Russia hasn't been averse to talking to the U.S. — it has done so repeatedly on Syria — but nothing came of it, in part because the Obama administration was never united on the very idea of doing deals with Putin. Kremlin officials appear to have hated the experience. "Contacts remain, but every time we agree on something, Americans steer away from what has been agreed," Russian Foreign Minister Sergei Lavrov said in a recent speech. "We get lectured."
So the Kremlin is openly building bypass routes to other Middle East players, whose decisionmaking processes are more like Moscow's than Washington's. Turkey, Saudi Arabia and Qatar don't have to betray the U.S. to talk to Moscow on their own — but nor do they feel the need to include it.
Another authoritarian country, China, has not just ignored U.S. demands that it stop reclamation projects in the disputed Spratly Islands in the South China Sea, but it has apparently militarized the islands. It hasn't attacked U.S. ships or planes in the area yet, but by seizing a U.S. underwater drone last week, it carefully showed that it might.

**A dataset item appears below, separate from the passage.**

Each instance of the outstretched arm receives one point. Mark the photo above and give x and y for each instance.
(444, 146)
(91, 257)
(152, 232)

The British public, of course, also ignored U.S. warnings when it voted for Brexit. And now, the U.K. government, Washington's special ally in Europe, continues to ignore U.S. interests by maintaining uncertainty about its future deal with the European Union. Most of the remaining E.U. members are far less pro-American than the U.K., and U.S. influence in the bloc is on the wane. Even in Germany, which owes a historic debt to America, anti-U.S. sentiment is strong: Obama's proposed Transatlantic Trade and Investment Partnership (TTIP) is massively unpopular there. Even if the U.S. wanted to keep pushing it, it would probably stand no chance in today's EU.